The result of the nuclear reaction in Fig. 9.3 is the depletion of Hydrogen in the star, the creation of Helium, and the release of energy in the form of radiation. Some of the radiation will heat the environment encouraging more nuclear reactions of the same type, but a small fraction of this energy will make its way to the star's surface and escape into space. Knowing the equivalence of mass and energy this implies that the stars become slightly lighter through this process. For our sun the loss is of ``only'' 1.35 × 1014 (135 trillion) tons per year (which is only about 7 × 10-12 - 7 trillionths - of a percent of the total solar mass). The jargon is that this reaction ``burns'' Hydrogen and that resulting ``ashes'' are mainly Helium.
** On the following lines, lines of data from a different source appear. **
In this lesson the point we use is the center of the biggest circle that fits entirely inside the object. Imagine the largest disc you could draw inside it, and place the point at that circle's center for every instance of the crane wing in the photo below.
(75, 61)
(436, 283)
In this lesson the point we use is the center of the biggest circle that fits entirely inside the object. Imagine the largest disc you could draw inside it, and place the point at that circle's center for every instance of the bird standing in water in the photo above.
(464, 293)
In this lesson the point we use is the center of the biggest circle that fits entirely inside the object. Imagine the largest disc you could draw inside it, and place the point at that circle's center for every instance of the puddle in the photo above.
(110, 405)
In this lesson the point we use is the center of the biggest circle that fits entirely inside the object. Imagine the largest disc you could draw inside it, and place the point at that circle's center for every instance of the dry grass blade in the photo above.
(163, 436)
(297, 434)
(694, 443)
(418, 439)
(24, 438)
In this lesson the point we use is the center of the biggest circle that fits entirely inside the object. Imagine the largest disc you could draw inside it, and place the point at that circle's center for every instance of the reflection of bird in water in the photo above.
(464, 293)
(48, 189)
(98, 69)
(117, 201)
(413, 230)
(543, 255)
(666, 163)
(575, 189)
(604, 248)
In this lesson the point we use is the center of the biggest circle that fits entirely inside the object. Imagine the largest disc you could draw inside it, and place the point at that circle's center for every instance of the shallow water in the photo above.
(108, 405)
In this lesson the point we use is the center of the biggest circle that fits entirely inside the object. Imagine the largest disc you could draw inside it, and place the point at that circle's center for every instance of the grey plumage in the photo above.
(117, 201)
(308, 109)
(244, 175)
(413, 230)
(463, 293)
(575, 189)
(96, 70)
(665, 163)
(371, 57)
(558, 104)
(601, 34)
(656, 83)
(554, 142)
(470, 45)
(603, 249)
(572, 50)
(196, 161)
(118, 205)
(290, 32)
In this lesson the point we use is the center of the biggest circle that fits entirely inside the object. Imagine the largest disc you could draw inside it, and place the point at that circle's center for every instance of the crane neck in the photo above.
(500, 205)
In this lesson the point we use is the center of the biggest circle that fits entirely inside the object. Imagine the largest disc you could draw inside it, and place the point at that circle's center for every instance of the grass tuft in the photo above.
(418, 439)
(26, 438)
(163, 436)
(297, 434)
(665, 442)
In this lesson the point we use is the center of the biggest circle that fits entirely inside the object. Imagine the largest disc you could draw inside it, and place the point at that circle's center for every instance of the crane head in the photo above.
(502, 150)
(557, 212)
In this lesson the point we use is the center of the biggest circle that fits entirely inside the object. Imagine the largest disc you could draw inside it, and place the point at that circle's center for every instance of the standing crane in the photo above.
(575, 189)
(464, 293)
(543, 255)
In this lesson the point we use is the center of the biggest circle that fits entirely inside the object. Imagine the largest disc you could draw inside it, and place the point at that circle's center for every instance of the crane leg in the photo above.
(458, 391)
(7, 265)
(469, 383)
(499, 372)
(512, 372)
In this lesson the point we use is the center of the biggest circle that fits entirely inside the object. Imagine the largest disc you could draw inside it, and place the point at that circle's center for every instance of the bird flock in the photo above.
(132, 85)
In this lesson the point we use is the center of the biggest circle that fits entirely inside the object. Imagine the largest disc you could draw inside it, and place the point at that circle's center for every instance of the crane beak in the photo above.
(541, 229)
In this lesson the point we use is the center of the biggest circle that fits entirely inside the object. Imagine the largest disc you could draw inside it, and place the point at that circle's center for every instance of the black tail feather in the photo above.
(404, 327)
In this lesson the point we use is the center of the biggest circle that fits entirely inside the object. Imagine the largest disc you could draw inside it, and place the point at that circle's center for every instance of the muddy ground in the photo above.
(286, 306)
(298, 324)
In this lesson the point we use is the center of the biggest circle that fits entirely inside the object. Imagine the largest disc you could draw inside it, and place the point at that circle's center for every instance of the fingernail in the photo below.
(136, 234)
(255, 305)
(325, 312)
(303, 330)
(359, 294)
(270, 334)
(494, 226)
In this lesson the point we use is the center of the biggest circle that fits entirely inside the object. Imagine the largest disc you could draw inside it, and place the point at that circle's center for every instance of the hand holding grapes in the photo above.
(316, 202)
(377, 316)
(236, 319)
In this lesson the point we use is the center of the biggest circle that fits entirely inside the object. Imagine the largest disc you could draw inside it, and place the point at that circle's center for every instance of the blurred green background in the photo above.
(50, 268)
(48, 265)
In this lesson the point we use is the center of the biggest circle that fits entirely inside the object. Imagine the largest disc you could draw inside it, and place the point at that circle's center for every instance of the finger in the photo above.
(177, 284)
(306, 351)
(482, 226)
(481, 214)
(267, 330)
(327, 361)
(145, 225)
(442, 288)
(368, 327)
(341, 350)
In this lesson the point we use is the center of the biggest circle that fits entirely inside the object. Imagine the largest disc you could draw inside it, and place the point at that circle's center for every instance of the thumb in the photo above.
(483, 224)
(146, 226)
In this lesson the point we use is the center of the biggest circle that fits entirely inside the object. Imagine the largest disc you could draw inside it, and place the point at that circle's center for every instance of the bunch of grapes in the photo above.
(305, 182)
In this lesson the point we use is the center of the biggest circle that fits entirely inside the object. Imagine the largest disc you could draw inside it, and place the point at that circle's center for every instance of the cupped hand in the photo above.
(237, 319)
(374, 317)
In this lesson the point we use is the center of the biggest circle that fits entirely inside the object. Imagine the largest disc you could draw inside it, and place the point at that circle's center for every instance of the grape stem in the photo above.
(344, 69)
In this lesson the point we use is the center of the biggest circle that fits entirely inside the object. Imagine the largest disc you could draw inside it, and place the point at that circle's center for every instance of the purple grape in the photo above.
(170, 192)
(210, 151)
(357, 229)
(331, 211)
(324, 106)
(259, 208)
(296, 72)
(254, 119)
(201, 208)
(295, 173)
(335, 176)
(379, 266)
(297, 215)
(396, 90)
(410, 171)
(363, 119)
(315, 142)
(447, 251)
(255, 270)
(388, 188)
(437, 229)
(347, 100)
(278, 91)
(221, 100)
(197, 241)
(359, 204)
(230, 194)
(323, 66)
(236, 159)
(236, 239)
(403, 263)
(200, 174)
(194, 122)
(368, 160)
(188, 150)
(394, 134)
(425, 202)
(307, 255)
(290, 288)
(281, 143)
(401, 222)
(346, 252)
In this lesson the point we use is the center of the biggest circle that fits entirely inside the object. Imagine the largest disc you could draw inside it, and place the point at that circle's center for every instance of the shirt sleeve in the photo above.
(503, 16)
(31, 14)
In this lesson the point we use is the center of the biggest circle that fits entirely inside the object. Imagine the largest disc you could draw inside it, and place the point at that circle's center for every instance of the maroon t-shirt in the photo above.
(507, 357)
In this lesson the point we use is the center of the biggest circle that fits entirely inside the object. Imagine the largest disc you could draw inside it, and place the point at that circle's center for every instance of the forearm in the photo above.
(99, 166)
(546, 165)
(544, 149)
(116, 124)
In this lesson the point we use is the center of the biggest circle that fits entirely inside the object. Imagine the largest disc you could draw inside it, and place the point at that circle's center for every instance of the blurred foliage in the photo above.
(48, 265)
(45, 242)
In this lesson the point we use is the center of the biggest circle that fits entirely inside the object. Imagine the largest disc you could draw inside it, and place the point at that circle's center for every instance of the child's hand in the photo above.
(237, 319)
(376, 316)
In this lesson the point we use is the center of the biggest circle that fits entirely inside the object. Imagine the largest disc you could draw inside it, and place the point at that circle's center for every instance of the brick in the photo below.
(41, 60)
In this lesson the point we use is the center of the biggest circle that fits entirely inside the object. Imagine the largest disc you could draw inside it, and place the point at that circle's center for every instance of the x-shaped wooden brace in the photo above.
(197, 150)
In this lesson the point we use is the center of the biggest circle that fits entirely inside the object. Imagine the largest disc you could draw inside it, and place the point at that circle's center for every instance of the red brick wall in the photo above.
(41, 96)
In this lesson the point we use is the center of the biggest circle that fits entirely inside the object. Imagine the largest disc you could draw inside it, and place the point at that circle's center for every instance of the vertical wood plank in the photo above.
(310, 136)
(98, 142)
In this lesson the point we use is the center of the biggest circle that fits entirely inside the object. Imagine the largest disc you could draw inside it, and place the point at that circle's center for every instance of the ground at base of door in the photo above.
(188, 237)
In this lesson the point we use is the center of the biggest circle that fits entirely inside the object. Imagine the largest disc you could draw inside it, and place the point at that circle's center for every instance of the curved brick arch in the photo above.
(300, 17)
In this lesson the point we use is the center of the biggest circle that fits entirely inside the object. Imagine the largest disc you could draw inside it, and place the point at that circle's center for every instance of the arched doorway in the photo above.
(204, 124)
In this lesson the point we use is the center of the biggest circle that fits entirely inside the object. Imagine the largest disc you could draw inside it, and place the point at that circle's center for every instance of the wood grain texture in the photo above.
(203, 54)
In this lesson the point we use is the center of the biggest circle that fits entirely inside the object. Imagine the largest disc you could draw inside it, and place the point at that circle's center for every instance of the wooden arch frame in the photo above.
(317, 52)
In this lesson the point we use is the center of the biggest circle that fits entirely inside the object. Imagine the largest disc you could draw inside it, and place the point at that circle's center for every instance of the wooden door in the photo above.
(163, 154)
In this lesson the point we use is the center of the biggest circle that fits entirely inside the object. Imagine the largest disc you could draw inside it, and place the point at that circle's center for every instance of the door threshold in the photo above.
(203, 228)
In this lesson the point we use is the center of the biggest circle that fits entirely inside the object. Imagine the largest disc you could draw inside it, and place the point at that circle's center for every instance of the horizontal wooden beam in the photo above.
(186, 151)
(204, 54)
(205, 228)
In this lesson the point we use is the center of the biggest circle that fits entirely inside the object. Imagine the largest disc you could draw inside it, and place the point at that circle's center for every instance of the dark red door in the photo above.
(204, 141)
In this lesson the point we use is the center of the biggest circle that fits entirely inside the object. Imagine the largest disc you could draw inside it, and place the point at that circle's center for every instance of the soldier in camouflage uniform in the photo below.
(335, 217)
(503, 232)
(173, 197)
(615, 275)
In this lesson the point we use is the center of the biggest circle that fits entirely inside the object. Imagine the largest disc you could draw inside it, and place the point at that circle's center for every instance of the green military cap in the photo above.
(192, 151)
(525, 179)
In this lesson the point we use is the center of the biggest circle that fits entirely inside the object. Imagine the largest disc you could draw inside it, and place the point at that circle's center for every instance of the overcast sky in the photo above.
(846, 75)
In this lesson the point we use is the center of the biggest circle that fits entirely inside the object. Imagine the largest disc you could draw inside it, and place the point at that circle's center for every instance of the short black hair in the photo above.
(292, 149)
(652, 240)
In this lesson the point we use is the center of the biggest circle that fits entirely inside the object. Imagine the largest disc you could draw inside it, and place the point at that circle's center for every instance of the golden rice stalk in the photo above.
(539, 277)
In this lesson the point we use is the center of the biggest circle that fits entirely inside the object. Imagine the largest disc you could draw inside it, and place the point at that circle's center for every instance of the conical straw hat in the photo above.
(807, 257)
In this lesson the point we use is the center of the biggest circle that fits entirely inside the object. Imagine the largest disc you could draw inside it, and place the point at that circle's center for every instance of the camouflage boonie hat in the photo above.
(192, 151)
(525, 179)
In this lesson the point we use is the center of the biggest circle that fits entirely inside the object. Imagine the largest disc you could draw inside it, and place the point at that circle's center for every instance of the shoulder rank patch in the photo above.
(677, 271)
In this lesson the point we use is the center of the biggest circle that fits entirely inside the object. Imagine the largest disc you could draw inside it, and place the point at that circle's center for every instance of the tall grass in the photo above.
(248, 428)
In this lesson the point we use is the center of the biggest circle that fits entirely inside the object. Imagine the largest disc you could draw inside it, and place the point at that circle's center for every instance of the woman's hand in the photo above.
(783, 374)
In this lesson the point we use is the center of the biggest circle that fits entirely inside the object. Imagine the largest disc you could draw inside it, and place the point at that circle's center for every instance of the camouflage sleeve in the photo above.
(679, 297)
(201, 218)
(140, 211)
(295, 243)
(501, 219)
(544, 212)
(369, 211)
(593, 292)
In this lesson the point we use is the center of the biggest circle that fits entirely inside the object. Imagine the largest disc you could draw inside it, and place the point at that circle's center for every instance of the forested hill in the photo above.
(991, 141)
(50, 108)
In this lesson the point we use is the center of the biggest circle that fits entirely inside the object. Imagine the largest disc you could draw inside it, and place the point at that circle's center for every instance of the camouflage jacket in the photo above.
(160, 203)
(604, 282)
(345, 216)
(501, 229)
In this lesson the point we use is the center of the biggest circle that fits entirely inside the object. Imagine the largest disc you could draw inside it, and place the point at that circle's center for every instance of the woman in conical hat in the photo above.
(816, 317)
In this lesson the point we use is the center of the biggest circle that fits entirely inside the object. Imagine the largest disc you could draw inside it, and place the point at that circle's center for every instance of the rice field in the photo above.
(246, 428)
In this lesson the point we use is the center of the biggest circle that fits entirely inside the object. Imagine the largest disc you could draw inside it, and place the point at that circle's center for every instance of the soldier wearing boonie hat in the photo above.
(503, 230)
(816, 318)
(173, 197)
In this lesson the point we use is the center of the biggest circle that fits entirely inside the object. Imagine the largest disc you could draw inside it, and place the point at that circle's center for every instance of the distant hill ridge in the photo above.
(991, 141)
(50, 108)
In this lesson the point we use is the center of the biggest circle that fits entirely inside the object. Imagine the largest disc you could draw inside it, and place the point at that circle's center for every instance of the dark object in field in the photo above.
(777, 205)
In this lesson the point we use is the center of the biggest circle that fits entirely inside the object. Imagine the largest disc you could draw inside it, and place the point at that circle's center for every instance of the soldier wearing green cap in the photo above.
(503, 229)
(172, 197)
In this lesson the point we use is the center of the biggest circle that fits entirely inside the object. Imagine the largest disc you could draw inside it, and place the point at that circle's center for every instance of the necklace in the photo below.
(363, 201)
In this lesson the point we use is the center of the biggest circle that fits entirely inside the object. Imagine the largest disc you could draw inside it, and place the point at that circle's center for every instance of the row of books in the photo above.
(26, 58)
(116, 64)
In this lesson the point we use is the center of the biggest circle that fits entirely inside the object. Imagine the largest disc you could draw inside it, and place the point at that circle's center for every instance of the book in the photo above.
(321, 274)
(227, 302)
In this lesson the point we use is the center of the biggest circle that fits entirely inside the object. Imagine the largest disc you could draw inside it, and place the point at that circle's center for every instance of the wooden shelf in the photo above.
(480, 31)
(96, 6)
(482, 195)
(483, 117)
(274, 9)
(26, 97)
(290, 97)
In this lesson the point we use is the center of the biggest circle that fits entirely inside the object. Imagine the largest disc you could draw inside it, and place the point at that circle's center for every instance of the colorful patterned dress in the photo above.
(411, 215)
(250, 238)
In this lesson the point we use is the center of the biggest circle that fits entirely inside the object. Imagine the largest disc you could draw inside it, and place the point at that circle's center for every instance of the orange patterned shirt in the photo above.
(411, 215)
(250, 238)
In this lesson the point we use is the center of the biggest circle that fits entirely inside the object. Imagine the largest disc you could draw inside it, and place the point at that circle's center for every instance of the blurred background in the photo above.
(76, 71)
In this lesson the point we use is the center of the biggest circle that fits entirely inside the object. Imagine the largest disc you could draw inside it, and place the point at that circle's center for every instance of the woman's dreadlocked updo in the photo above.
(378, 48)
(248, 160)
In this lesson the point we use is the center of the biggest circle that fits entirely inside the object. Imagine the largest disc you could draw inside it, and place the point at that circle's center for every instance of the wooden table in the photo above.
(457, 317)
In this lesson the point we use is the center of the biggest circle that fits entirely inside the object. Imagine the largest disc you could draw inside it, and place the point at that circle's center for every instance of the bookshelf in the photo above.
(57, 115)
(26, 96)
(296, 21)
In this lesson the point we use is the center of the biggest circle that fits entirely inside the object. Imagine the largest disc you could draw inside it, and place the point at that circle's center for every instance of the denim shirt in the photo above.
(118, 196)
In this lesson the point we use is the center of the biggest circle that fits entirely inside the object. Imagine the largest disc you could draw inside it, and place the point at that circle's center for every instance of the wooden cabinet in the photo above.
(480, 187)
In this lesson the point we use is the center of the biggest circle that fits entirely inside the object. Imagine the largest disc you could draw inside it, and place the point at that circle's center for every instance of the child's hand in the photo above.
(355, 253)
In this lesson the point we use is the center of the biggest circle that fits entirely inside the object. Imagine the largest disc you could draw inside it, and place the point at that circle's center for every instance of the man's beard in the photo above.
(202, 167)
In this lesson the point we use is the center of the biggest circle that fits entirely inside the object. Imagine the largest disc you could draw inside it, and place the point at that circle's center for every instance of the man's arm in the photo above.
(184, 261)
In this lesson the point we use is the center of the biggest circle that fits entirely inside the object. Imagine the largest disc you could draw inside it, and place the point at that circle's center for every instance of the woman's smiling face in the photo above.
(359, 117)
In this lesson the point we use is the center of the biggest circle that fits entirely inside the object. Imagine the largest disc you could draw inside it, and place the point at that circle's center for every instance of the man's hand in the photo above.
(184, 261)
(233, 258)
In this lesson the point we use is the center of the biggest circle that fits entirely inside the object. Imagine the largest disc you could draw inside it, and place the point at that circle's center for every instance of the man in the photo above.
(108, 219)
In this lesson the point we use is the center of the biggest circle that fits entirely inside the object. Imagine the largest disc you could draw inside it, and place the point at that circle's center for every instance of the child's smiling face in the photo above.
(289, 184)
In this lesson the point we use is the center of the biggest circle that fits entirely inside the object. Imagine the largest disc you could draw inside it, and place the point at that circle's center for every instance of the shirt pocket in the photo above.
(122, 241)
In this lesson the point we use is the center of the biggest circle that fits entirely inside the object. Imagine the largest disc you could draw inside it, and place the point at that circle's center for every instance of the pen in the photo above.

The above is just one of a very large number of fusion reactions but it is the most common, and is present in all stars at some stage of their lifes. Other reactions are also important, I will talk about them later.
As time goes on the amount of Hydrogen drops and, eventually, there is not enough left to generate appreciable amounts of energy. There are nuclear reactions involving Helium (which is now quite abundant), but they require higher temperatures. So, when the Hydrogen is used up, the nuclear reactions turn off and the star continues to contract due to the gravitational pull. But, just as before, as the contraction proceeds, the temperature at the core raises, eventually reaching the threshold of nuclear reactions involving Helium.